Wed, 10 June 2026
The Daily Ittefaq

Budget 2026-27

Economists urge focus on recovery over expansion

Update : 10 Jun 2026, 16:54

As Finance Minister Amir Khosru Mahmud Chowdhury prepares to place a Tk 9.38 lakh crore budget for FY2026-27 before parliament on Thursday, a number of economists and financial sector experts are urging the government to prioritise economic stabilisation and recovery over ambitious growth targets, arguing that recovery must come before expansion.

Bangladesh's economy is navigating a difficult stretch marked by high inflation, a stressed banking sector, sluggish private investment, and the lingering damage of financial mismanagement and malpractices under the previous Awami League government. Nearly 500 factories shut down during the interim administration, and foreign investment has remained sluggish.

Distinguished Fellow at leading think tank Centre for Policy Dialogue, Dr Mustafizur Rahman, told UNB the budget must address structural weaknesses before chasing growth figures. “Bangladesh's economy has reached a point where stabilisation must come before growth. To stabilise the economy, we need to rethink the banking system, investment infrastructure, and port management. The budget must also lay out a roadmap for the post-LDC graduation era.”

The World Bank and IMF, in their 2026 assessments on Bangladesh, identified high inflation, weak revenue mobilisation, a distressed banking sector, and volatile private investment as the country's primary economic risks, and called for a long-term structural reform plan.

Professor of Economics at the University of Dhaka Rumana Haq warned that flagship social protection programmes, including the government's proposed family card and farmer card schemes cannot succeed without fiscal stability. “These programmes require substantial funding.

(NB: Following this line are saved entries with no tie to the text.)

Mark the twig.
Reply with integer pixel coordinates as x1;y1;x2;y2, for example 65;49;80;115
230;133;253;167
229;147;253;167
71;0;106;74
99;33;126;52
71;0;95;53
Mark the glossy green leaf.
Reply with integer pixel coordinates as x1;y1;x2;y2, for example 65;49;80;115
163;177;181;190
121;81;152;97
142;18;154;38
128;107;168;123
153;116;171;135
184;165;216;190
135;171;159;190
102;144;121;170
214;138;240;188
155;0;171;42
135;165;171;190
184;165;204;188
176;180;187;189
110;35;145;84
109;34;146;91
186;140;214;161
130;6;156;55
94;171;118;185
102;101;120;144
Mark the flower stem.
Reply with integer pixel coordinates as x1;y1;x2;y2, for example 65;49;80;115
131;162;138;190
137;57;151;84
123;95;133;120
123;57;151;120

Without economic stability and good governance, the intended beneficiaries simply won't benefit.”

To finance the budget deficit, the government plans to borrow nearly Tk 2.5 lakh crore, of which around Tk 1.35 lakh crore will come from domestic banks, a heavy reliance that worries financial sector experts.

Chairman of the Investment Corporation of Bangladesh Professor Abu Ahmed stressed the need to develop alternative financing channels. “Without strengthening the equity market and bond market, the budget will not deliver results. The government must pursue asset securitisation and seriously examine why major companies are struggling, or choosing not to do business in Bangladesh.”

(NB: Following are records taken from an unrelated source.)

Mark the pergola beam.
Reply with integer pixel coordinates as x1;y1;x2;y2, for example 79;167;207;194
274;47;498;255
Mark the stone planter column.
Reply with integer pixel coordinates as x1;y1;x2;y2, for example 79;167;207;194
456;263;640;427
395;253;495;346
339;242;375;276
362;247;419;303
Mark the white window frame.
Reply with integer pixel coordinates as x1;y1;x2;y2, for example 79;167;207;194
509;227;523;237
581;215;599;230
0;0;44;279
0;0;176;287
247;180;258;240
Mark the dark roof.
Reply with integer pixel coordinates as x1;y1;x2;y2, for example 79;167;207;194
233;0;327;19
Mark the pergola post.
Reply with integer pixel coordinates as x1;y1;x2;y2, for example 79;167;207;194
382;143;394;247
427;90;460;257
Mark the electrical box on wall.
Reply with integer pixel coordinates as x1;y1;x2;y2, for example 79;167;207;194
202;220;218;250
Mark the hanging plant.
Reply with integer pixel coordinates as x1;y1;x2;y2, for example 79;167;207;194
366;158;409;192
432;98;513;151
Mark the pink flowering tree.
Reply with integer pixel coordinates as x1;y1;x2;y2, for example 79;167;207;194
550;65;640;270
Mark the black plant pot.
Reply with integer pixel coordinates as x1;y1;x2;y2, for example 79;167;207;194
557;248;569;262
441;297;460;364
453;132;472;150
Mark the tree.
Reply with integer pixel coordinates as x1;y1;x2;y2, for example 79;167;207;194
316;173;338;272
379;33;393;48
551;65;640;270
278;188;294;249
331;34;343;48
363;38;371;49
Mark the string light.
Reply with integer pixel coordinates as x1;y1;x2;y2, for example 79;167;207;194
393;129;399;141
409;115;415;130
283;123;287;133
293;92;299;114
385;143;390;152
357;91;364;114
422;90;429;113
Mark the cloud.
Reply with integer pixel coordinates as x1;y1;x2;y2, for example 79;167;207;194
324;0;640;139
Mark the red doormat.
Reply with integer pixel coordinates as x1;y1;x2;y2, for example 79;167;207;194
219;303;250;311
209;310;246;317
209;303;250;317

The BNP government has set a target of transforming Bangladesh into a $1 trillion economy by 2034. Experts believe this budget should lay the first concrete roadmap toward that goal, but warn the target is unreachable without reducing interest rates and unlocking private sector potential.

Prof Shahidul Islam Zahid, chairman of the Department of Banking and Insurance at DU, said at least 7 percent annual GDP growth is needed to reach the 2034 target of a trillion dollar economy. “With lending rates currently at 15 percent, investment simply won't come. Without investment and private sector engagement, the target is a distant dream. The government must first stabilise the economy and bring interest rates back to a normal level.”

Khondoker Sakhawat Ali, Emeritus Fellow at Unnayan Samonnay, pointed to a deeper crisis: the collapse of public confidence in financial institutions. “Billions have been looted from banks. Every taka belongs to this country's taxpayers. Depositors who cannot access their own money have lost faith in the entire banking system. There is no more alarming signal for an economy than that.”

The economists UNB spoke to for this report broadly agree: the FY2026-27 budget should abandon overambitious projections and focus squarely on pulling the economy back from the brink. A recovery-focused budget this year, they believe, can set the stage for a growth-oriented one next year.